Outwardly subdued, Philippa apologised, assured her nothing like this would happen again, and announced that she was going to bed. Georgina followed her up the stairs to their attic room. There Philippa turned on Georgina and asked how Yves had wormed his way into the house. After she explained, Philippa drew a deep breath and declared: “You are too naïve for words, Georgina, but I know Yves can be very persuasive, so I don’t blame you. He’s a beastly man.”
They left it at that, but as Georgina climbed into bed she found herself sympathising far more with Yves than with Sir Howard. Or was she just soft on anyone wearing RAF blue? No, she concluded. Sir Howard was married. If anyone was using anyone else, it was he. Yes, he was attractive in the way a mature man can be — particularly dressed, as Sir Howard always was, in flawlessly tailored three-piece, pin-striped suits and clothed in the aura of power. But naïve as everyone seemed to think she was, even she could see that the politician was only playing with Philippa.
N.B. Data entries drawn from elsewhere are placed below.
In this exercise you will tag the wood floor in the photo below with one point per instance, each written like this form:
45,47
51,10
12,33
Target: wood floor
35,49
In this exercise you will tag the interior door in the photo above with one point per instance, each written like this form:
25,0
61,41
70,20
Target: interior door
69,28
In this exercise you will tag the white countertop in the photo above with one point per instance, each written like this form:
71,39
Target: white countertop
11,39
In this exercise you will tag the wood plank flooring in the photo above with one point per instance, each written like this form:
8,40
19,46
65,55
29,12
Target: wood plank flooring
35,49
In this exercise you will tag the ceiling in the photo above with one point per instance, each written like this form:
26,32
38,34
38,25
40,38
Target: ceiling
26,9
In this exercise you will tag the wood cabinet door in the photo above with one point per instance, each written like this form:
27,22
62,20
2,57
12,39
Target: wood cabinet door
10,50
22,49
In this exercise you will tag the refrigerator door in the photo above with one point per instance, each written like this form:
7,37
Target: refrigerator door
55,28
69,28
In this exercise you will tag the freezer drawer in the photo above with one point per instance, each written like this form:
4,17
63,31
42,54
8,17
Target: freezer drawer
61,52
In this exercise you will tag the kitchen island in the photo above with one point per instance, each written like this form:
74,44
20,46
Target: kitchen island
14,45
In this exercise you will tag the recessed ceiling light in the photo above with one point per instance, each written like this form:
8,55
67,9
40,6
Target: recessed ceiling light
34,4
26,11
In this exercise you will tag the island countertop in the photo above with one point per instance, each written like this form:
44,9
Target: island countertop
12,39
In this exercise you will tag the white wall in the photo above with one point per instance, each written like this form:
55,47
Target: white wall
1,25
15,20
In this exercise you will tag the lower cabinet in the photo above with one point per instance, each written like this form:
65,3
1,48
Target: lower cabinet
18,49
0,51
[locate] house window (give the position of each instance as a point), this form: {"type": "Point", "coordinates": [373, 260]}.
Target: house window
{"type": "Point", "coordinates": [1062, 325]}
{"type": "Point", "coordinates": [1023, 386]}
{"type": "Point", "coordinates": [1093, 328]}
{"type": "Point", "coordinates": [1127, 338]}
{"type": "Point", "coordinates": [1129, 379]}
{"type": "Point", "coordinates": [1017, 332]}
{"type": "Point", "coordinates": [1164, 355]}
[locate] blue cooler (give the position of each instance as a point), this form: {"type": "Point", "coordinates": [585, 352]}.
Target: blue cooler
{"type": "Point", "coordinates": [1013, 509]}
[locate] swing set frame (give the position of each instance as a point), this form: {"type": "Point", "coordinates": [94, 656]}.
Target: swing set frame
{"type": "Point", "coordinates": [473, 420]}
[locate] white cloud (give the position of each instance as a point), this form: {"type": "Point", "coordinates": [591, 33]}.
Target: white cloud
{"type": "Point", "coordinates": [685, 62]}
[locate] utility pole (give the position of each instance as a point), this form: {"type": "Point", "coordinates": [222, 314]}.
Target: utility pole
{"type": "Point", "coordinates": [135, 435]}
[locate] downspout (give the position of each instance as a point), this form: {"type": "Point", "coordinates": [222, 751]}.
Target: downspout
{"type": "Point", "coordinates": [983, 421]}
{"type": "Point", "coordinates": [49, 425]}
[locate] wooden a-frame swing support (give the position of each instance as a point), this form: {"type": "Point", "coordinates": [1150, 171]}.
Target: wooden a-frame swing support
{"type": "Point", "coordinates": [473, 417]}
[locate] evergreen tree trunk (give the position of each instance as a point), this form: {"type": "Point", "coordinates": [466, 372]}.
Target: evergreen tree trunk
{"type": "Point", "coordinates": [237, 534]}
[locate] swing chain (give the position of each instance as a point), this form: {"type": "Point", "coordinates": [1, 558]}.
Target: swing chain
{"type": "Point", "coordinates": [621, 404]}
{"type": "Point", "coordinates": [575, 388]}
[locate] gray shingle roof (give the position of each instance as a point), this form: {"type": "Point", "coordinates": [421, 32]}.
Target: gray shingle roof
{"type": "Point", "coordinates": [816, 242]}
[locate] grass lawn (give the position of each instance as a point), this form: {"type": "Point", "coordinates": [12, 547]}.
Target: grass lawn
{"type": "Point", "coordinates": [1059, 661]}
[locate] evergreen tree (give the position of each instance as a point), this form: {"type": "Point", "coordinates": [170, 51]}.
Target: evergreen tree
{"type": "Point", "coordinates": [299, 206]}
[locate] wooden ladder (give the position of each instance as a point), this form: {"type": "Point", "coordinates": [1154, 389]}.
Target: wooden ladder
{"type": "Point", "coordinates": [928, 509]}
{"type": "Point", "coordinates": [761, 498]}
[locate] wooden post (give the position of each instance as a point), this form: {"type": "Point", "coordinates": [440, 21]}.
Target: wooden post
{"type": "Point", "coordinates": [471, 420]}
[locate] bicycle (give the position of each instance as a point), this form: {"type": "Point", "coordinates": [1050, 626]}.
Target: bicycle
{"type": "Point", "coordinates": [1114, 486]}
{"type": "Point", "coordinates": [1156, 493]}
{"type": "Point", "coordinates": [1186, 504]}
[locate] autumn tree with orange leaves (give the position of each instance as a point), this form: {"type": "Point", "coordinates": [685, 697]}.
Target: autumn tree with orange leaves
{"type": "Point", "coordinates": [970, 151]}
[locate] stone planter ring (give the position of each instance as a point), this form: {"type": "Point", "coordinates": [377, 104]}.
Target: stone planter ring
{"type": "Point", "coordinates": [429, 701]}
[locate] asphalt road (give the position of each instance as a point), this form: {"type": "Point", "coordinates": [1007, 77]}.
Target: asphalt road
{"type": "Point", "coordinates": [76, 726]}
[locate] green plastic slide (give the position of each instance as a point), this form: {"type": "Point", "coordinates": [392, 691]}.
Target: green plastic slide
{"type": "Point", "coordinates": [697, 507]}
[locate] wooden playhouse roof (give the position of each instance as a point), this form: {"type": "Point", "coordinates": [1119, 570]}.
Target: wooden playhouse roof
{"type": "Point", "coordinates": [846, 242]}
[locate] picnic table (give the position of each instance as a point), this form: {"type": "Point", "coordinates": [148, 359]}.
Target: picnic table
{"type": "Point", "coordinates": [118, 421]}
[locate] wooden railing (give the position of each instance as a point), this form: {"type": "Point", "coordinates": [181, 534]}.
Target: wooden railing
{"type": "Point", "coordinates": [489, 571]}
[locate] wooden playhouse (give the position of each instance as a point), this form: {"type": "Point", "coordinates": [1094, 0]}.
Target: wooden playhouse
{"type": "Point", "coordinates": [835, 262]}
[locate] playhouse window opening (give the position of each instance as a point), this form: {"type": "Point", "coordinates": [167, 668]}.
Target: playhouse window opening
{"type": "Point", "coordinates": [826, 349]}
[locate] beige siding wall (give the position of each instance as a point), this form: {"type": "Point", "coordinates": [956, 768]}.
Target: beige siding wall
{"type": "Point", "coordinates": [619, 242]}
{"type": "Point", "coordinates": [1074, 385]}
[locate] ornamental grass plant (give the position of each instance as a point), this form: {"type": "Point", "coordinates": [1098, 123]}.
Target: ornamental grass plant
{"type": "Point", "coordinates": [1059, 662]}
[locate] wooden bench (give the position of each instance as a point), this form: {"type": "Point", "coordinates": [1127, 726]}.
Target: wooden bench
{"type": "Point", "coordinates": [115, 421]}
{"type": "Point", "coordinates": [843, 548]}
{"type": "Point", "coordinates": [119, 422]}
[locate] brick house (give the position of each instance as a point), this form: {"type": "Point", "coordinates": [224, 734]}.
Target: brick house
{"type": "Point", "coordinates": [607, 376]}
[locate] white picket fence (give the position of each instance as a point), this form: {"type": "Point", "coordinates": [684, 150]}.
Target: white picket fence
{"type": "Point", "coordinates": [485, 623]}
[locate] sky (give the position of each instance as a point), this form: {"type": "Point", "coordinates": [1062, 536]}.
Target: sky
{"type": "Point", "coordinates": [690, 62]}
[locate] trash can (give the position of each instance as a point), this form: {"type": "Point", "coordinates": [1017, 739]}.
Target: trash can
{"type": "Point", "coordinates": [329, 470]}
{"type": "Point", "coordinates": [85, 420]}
Georgina remembered how her father had expounded on the connection between sexual and political power in the minds of men. She hadn’t quite understood what he was talking about at the time, but it all seemed to make sense now. Sir Howard wanted the much younger and stunningly attractive WAAF officer not because he cared about her but because she was a symbol of his own virility. Based on her father’s thesis, he needed a visible symbol of sexual power in order prop up his political position. Yves, on the other hand, was desperately in love with Philippa — or so it seemed to Georgina. It seemed odd, she reflected, that someone as savvy and wise as Philippa couldn’t see both men for what they were.